All this raises a question of great relevance to policy makers everywhere: How far should a central banker go to fill the void left by gridlocked government? It’s one that Kim, too, has considered.
“I am not sure a central-bank governor is supposed to say such things,” Kim said over lunch in Seoul last week. “But someone has to break the barriers. You don’t expect to be popular.”
Kim, 65, was outspoken about the obstacles to faster growth. When I asked about gender inequality in Korea, he declared it “doesn’t make sense.” On liberalized immigration, he said it is “the way to introduce competition into the economy.”
Kim made it clear he thinks there’s no need to change interest rates, at 2.75 percent, for now, even though low inflation would, in theory, give him scope to ease policy: “There is no reason not to lower the rate, but there is no reason to lower it.”
Yet it’s his stealth campaign to revitalize Korea’s $1.1 trillion economy that may be his real legacy when his four-year term ends in 2014.

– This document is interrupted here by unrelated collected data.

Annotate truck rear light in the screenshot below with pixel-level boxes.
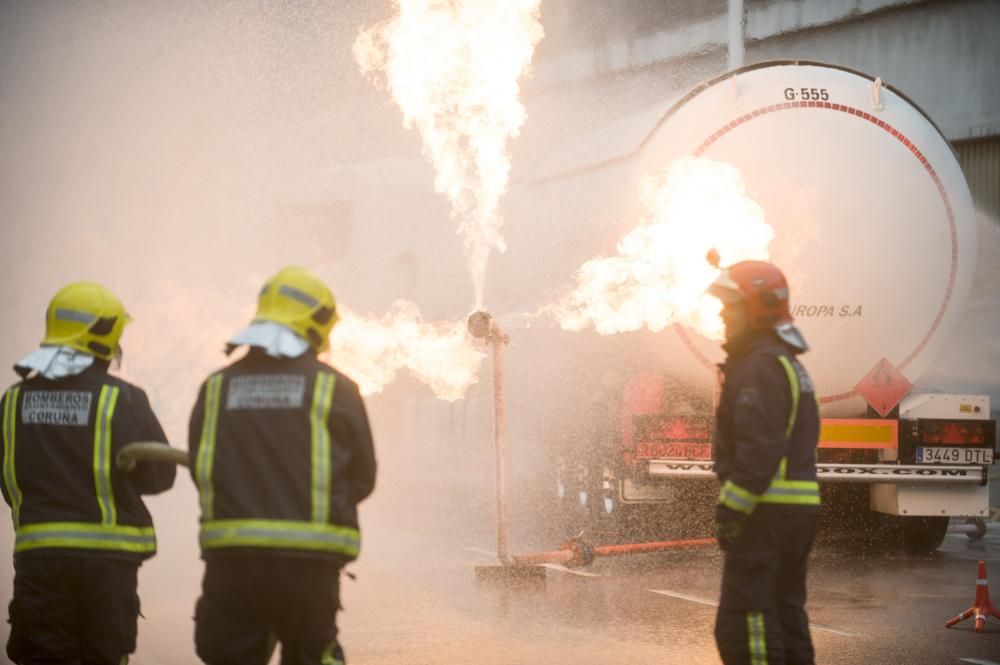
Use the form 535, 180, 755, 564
632, 414, 712, 442
898, 418, 997, 465
628, 415, 714, 460
920, 421, 987, 445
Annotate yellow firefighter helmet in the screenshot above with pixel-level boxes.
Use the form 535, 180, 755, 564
255, 266, 338, 352
42, 282, 131, 361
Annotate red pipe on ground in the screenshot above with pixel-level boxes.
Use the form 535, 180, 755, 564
512, 537, 718, 568
591, 537, 719, 558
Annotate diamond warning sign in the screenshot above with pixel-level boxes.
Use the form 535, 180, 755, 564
854, 358, 912, 417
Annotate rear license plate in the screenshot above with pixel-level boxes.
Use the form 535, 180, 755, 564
916, 447, 994, 464
636, 442, 713, 460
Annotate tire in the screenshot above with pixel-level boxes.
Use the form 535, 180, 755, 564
896, 515, 949, 553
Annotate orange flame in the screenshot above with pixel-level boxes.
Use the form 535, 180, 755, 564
329, 301, 485, 401
550, 157, 773, 339
354, 0, 544, 308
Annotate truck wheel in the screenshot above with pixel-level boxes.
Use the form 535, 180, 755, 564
897, 516, 949, 553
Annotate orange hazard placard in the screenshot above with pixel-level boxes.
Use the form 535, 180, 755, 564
854, 358, 912, 417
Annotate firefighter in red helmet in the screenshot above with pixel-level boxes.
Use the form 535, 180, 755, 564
707, 260, 820, 665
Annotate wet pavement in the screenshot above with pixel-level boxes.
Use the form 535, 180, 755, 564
341, 511, 1000, 665
3, 478, 997, 665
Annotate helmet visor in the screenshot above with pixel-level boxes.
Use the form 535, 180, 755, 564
708, 283, 743, 304
707, 268, 744, 304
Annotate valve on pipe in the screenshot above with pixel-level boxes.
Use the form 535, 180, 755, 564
467, 310, 509, 345
467, 310, 492, 339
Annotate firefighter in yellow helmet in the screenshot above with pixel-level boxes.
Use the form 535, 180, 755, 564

While some monetary purists may object, the end may justify the means. If this rankles elected officials, maybe it’s because Kim is suggesting they aren’t doing their jobs. The biggest risk facing South Korea as 2013 unfolds is complacency. Yes, the developing world can certainly learn from South Korea, which is now numbered among the developed nations. It steered around Wall Street’s 2008-09 crash nimbly and impressively. The country is set to grow a respectable 3.3% this year, up from 2% last year. As Kim sees it: “I put a little more emphasis on the upside risks.”
Quiet activism
Yet income growth is sluggish, huge family-run conglomerates stifle smaller companies, China’s rise poses epochal challenges, North Korea is a perpetual risk and government gridlock delays vital reforms. It’s here where Kim’s quiet activism is filling a void.

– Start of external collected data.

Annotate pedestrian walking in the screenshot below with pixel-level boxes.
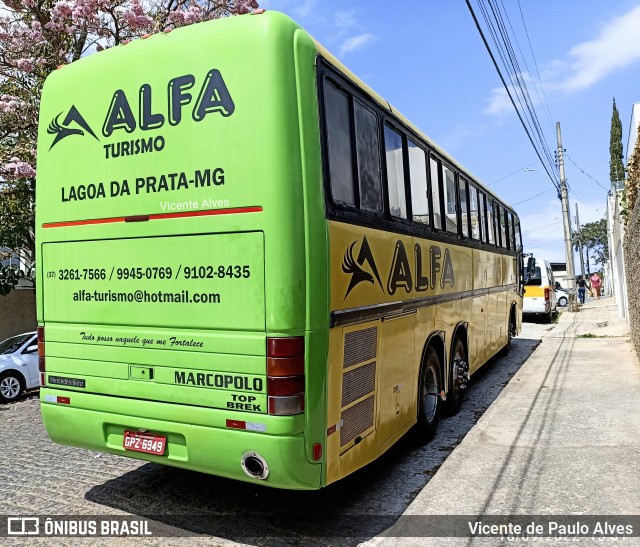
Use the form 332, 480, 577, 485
577, 276, 587, 304
590, 273, 602, 300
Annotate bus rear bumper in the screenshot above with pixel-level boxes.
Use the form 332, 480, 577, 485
40, 388, 322, 490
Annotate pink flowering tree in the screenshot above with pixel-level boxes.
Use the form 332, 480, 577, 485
0, 0, 258, 295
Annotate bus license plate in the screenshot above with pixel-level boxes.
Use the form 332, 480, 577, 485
123, 430, 166, 455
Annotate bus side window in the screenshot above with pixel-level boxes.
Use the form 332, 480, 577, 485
429, 157, 444, 230
469, 184, 482, 240
514, 216, 523, 251
495, 203, 505, 247
323, 80, 356, 207
384, 124, 407, 219
499, 207, 507, 249
443, 164, 458, 234
458, 177, 470, 238
486, 197, 495, 245
408, 139, 429, 226
478, 191, 488, 243
354, 101, 383, 212
508, 211, 516, 250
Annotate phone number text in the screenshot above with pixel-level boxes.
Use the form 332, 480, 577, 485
53, 265, 251, 281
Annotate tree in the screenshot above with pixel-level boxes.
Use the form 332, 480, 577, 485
0, 0, 258, 295
610, 97, 625, 183
574, 218, 609, 268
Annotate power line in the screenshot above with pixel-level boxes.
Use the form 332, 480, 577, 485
516, 0, 554, 131
466, 0, 560, 192
484, 0, 557, 177
492, 0, 557, 170
512, 188, 554, 205
488, 161, 539, 185
564, 154, 610, 193
522, 219, 562, 234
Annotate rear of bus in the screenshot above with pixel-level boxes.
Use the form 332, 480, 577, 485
523, 258, 557, 321
36, 12, 328, 489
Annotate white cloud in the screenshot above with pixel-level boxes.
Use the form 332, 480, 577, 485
334, 10, 357, 29
482, 4, 640, 117
441, 122, 493, 150
484, 87, 513, 116
483, 72, 544, 117
293, 0, 316, 19
555, 4, 640, 92
339, 33, 375, 56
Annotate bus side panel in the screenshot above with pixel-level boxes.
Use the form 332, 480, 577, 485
471, 248, 489, 371
326, 222, 481, 483
293, 28, 331, 474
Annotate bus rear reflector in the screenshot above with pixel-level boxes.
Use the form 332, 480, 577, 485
268, 395, 304, 416
37, 326, 45, 386
267, 336, 304, 416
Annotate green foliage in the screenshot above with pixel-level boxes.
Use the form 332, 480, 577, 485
573, 218, 609, 266
610, 98, 625, 183
0, 0, 258, 295
626, 124, 640, 219
0, 265, 22, 297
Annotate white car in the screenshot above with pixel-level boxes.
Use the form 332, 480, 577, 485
555, 287, 571, 307
0, 331, 39, 403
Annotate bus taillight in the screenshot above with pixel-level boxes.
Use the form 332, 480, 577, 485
37, 326, 46, 386
544, 287, 550, 302
266, 337, 304, 416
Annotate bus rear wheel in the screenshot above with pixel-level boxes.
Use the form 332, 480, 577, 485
414, 346, 442, 443
501, 309, 516, 356
445, 337, 468, 416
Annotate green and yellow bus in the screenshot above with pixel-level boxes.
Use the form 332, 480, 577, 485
36, 10, 523, 490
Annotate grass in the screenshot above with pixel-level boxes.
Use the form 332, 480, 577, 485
577, 333, 612, 338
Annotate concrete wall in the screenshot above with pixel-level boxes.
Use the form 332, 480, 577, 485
608, 189, 628, 319
625, 202, 640, 356
0, 288, 36, 340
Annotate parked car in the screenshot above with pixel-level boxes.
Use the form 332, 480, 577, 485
555, 287, 572, 307
0, 331, 39, 403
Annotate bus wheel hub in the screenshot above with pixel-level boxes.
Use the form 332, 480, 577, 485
454, 356, 469, 390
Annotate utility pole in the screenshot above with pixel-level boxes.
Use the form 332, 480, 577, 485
575, 203, 586, 282
557, 122, 578, 311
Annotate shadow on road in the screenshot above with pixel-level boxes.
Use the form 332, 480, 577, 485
85, 337, 540, 546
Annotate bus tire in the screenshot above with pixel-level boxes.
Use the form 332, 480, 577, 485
445, 337, 467, 415
414, 346, 442, 443
501, 308, 516, 356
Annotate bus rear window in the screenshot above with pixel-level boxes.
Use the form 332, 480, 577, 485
525, 267, 542, 286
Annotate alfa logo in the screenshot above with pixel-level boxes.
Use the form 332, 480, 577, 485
342, 236, 383, 299
342, 237, 457, 300
47, 105, 99, 150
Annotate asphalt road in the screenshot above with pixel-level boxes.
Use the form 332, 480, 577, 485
0, 322, 548, 546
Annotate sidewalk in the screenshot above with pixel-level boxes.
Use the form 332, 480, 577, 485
374, 297, 640, 544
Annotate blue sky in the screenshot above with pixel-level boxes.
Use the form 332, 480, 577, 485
262, 0, 640, 271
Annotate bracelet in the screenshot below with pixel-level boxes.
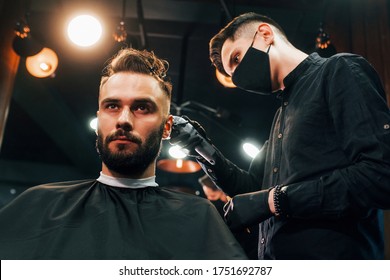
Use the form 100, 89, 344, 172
273, 184, 290, 218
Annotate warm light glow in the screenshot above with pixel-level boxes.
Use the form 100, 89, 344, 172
26, 48, 58, 78
176, 159, 183, 169
215, 69, 236, 88
39, 62, 51, 72
168, 145, 187, 159
67, 15, 102, 47
113, 21, 127, 42
157, 159, 201, 173
243, 142, 260, 159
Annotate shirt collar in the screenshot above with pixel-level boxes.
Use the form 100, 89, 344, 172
283, 52, 324, 89
97, 172, 159, 189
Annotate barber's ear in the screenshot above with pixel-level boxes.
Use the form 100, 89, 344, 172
257, 23, 274, 44
162, 115, 173, 140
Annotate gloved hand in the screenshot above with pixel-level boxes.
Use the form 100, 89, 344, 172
169, 115, 217, 165
224, 190, 272, 231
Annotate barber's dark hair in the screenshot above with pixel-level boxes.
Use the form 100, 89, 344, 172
209, 12, 287, 76
100, 48, 172, 98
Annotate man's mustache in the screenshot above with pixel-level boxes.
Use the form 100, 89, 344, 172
106, 130, 142, 145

Kim’s interventions in political controversies are rare in conservative South Korea. The structure of the economy can’t remain static while the world evolves around it. South Korea’s obsession with age is a case in point. Deference to experience and skill can be important, of course. The trouble is when the top echelons of the Bank of Korea, the Finance Ministry or corporate boards are loaded with like-minded lifers and too few working-level employees with differing viewpoints.
This cultural sclerosis feeds a chronic gender imbalance that deprives the country of the skills and talents of half its 50 million people. A reason South Korea does so dismally in the World Economic Forum’s ranking of female empowerment, behind the United Arab Emirates, Burkina Faso and Cambodia, is indifference among the men who long ruled the nation. It’s worth asking if President-elect Park Geun Hye, Korea’s first female leader, will champion the cause. Doing so, though, would be to break with her New Frontier Party’s tenets.
Those who worry that unelected officials such as Kim might overstep their bounds should blame politicians who fail to perform. Say what you want about Bernanke’s ultralow-rate policies, the Fed bailed out an inept US Congress when crisis hit. The same is true of Draghi’s stealth monetization of European debt as leaders dither.
If politicians are too timid to act in today’s world, central bankers may feel compelled to. That’s as true in South Korea as any place. Someone has to do it.